Unclear if man shot by Minneapolis cops was cuffed, official says

State investigators looking into the death of an unarmed black Minneapolis man shot by police during a scuffle are trying to determine whether he was restrained at the time, as some witnesses allege.

Police initially said Jamar ONeal Clark was not handcuffed when he was shot, but authorities later said handcuffs were at the scene and that they are trying to determine whether Clark was restrained.

"We're still examining whether or not they were on Mr. Clark or whether or not they were just (fallen) at the scene. That's what we're trying to ascertain," state Bureau of Criminal Apprehension Superintendent Drew Evans said at a news conference Tuesday.

Clark, 24, died Monday, a day after police shot him during an early morning dispute. Police said the incident began when they were called to north Minneapolis around 12:45 a.m. Sunday following a report of an assault. When they arrived, a man was interfering with paramedics who were helping the victim, police said. Officers tried to calm him, but there was a struggle. An officer fired at least once, hitting the man, police said.

The head of the Minneapolis police union, Bob Kroll, said on Wednesday that the officers were interviewed Tuesday night.

"I hope they expedite the situation and wrap it up," Kroll said.

The shooting sparked protests, including one Monday night in which hundreds of people blocked traffic on an interstate highway, leading to 42 arrests. A nationwide movement -- Black Lives Matter -- spawned by the killing of black 18-year-old Michael Brown in the St. Louis suburb of Ferguson last year has demanded an end to police killings and the use of excessive force against unarmed black suspects.

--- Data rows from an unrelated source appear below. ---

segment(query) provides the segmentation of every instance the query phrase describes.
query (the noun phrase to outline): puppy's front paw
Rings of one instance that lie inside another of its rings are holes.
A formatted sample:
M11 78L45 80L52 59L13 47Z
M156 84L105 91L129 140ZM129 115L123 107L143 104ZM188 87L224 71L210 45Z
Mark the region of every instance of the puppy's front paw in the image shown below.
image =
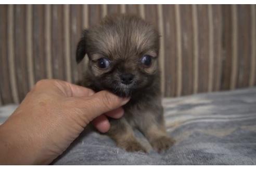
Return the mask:
M158 152L168 149L174 144L175 140L167 136L160 136L151 143L152 147Z
M128 152L143 151L146 153L146 149L137 141L130 140L123 142L118 145L121 148Z

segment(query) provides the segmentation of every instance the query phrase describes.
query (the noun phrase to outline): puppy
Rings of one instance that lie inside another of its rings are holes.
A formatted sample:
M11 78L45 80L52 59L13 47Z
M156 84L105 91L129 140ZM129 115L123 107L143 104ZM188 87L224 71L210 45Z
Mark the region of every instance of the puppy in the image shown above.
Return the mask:
M88 69L80 85L95 91L107 90L130 97L124 116L110 119L108 135L128 151L147 152L135 138L139 130L158 151L174 140L166 132L161 102L158 68L159 35L151 24L127 15L106 17L98 25L84 30L76 60L87 54Z

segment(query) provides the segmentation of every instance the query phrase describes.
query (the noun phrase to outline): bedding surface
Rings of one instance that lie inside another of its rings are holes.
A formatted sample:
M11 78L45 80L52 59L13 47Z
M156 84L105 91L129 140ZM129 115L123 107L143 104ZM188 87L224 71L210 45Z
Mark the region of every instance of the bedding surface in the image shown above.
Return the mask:
M176 140L165 152L127 152L88 128L52 164L256 165L256 88L164 98L163 105ZM0 108L0 123L16 107Z

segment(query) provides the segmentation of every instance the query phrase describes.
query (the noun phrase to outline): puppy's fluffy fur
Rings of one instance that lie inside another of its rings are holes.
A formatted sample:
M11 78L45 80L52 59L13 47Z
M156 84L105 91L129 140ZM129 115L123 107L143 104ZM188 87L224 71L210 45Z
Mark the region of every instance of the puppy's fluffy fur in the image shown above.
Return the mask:
M80 84L131 97L123 106L124 116L110 119L108 132L118 146L129 151L147 151L135 137L134 128L158 151L174 143L166 132L161 104L159 42L159 34L152 25L135 16L119 15L107 17L99 25L85 30L78 45L78 63L86 54L89 58ZM144 56L150 58L150 64L142 63ZM103 58L109 65L106 68L99 66ZM123 83L120 77L124 74L133 76L131 83Z

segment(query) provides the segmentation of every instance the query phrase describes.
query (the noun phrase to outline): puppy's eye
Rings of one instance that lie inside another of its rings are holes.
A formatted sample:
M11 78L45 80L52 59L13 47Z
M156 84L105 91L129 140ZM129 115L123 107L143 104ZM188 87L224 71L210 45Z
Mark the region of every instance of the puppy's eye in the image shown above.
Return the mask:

Evans said investigators have video from several sources, including an ambulance, a mobile police camera stationed in the area, public housing cameras and citizens' cellphones. But he said none of the videos captured the entire incident and none will be released while the investigation is ongoing to avoid possibly tainting it.

Asked whether any of the video shows Clark in handcuffs, Department of Public Safety spokesman Bruce Gordon reiterated that it captures a portion of the incident, but not everything, and said officials can't discuss specifics because it could potentially taint witness statements.

Kroll said he hoped people who say Clark was handcuffed "make a statement to the BCA on that matter."

He added: "If it turns out to be blatantly false, they should be charged with a crime."

Pressed on the timeline for results of the BCA investigation, Evans said two to four months is typical but that the Clark case "has been given top priority."

The FBI also has agreed to conduct a civil rights investigation into the shooting.

Authorities have identified two Minneapolis police officers involved in the weekend shooting as Mike Ringgenberg and Dustin Schwarze. The state agency says both have been police officers for seven years, including 13 months with the Minneapolis department.

Authorities have said the officers involved weren't wearing body cameras. Evans said there is no police dashcam video of the shooting.

The Hennepin County Medical Examiner's Office ruled Tuesday that Clark died from a gunshot wound to the head. Clark's father previously told The Associated Press that his son was shot over his left eye.

Clark's brother, Jamine Robinson, 32, of Rochester, told the AP that family members went to the hospital Monday evening to take Clark off life support. He said he didn't go because he didn't want to see his brother in a hospital bed.

"I want the officer to be arrested, prosecuted and put in jail for eternity. Life without parole," said Robinson.

Protesters have set up tents around the 4th Precinct station near where the shooting occurred and said they won't leave until authorities release any video they have of the incident along with the identities of the officers involved.

The protests are just the latest expression of tension between the department and minorities in the city.

The rocky relations have led to discussions between police and minorities and the creation of task forces designed to quell concerns. This spring, Minneapolis was selected for a U.S. Justice Department program to rebuild trust between police and the communities they patrol.